In some cases,
certainly, the object aimed at was the attainment of a conscious,
ecstatic, union with the god, and the definite assurance of a future
life. In other words there was the public worship, and there were
the Mysteries.
Of late years there has been a growing tendency among scholars to seek
in the Mysteries the clue which shall enable us to read aright the
baffling riddle of the Grail, and there can be little doubt that, in
so doing, we are on the right path. At the same time I am convinced
that to seek that clue in those Mysteries which are at once the most
famous, and the most familiar to the classical scholar, i.e., the
Eleusinian, is a fatal mistake.
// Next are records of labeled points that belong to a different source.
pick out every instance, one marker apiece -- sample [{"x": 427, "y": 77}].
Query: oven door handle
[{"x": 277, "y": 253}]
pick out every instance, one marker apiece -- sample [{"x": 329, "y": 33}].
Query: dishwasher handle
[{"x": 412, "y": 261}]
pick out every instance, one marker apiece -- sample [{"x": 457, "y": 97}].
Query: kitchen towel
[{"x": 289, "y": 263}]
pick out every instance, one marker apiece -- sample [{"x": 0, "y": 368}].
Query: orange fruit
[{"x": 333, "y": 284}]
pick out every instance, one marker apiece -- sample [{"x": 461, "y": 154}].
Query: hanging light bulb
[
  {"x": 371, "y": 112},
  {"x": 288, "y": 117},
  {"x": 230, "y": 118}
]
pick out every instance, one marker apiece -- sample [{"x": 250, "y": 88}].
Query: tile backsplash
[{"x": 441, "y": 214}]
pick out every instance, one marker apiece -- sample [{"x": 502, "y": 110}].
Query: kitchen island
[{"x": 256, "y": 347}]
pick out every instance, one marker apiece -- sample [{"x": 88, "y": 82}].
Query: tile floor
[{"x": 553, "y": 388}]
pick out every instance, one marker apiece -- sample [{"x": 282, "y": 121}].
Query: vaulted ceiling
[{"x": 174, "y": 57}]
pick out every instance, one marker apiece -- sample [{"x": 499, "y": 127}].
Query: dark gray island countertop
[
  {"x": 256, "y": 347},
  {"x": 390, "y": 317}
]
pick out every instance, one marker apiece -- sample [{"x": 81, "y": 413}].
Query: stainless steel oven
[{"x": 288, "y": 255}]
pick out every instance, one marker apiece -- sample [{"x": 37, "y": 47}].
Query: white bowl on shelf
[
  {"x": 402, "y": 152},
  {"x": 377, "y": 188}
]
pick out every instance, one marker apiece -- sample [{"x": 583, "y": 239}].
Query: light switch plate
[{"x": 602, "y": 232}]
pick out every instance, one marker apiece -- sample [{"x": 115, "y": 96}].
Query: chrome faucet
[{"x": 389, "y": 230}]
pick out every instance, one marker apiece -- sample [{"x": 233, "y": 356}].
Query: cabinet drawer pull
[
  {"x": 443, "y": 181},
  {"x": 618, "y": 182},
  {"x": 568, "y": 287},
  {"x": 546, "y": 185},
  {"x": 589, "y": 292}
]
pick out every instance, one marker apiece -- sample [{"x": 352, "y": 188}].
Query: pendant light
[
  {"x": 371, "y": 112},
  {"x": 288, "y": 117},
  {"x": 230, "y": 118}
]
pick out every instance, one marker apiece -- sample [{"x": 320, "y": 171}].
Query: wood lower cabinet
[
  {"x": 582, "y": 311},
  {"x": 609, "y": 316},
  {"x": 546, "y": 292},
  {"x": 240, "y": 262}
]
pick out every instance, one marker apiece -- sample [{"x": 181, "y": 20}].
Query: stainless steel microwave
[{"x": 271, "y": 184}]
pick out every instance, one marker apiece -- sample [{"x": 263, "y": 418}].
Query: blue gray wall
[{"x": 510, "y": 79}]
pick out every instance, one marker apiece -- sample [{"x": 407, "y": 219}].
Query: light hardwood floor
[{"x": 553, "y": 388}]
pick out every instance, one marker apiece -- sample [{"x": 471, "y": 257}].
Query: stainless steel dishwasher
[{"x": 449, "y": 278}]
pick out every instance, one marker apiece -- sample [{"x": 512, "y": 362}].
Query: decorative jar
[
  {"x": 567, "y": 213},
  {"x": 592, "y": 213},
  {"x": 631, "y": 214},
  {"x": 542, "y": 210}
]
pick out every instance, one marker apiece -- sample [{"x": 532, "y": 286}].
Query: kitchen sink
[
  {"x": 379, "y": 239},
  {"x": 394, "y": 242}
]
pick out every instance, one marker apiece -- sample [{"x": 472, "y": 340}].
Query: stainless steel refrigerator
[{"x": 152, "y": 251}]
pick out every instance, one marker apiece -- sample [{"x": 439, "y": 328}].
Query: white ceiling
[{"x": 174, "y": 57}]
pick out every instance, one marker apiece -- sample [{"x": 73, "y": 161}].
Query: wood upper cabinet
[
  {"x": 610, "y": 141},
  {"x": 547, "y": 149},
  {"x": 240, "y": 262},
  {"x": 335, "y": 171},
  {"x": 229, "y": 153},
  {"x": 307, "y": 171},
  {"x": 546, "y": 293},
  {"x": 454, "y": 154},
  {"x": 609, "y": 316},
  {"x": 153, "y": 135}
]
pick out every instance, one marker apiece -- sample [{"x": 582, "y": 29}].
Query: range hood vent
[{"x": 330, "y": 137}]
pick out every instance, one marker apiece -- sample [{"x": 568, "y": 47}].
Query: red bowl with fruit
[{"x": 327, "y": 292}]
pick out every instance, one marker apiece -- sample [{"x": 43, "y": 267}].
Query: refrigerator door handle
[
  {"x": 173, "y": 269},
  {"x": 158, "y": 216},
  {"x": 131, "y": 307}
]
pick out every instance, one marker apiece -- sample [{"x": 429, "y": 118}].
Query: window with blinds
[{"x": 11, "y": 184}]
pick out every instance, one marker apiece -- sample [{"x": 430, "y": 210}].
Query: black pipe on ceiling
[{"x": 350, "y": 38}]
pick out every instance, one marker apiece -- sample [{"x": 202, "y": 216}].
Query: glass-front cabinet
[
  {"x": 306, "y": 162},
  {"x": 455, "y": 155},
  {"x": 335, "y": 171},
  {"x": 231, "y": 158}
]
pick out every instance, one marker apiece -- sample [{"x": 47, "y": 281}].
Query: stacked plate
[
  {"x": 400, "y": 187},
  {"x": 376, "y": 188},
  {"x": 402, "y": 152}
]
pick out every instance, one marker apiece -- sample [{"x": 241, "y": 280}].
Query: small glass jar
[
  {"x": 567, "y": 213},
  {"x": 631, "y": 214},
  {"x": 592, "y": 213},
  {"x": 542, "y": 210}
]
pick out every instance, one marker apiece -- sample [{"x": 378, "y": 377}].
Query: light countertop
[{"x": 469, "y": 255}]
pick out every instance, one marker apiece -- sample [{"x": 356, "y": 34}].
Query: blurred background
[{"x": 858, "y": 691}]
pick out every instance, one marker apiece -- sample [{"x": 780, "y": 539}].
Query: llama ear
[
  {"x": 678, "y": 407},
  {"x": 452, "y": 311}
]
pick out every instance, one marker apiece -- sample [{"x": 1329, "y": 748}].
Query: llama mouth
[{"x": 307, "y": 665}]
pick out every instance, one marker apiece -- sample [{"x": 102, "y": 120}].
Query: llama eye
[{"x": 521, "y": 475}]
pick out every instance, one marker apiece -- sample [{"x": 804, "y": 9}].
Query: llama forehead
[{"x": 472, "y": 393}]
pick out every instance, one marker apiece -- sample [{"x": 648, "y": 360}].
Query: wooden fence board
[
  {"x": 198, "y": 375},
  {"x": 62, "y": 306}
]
There are, as we shall see, certain
essential, and radical, differences between the Greek and the
Christian religious conceptions which, affecting as they do the root
conceptions of the two groups, render it quite impossible that any form
of the Eleusinian Mystery cult could have given such results as we
find in the Grail legend.[4]
Cumont in his Les Religions Orientales dans le Paganisme Romain,
speaking of the influence of the Mysteries upon Christianity, remarks
acutely, "Or, lorsqu'on parle de mysteres on doit songer a I'Asie
hellenisee, bien plus qu'a la Grece propre, malgre tout le prestige
qui entourait Eleusis, car d'abord les premieres communautes
Chretiennes se font fondees, formees, developpees, au milieu de
populations Orientales, Semites, Phrygiens, Egyptiens.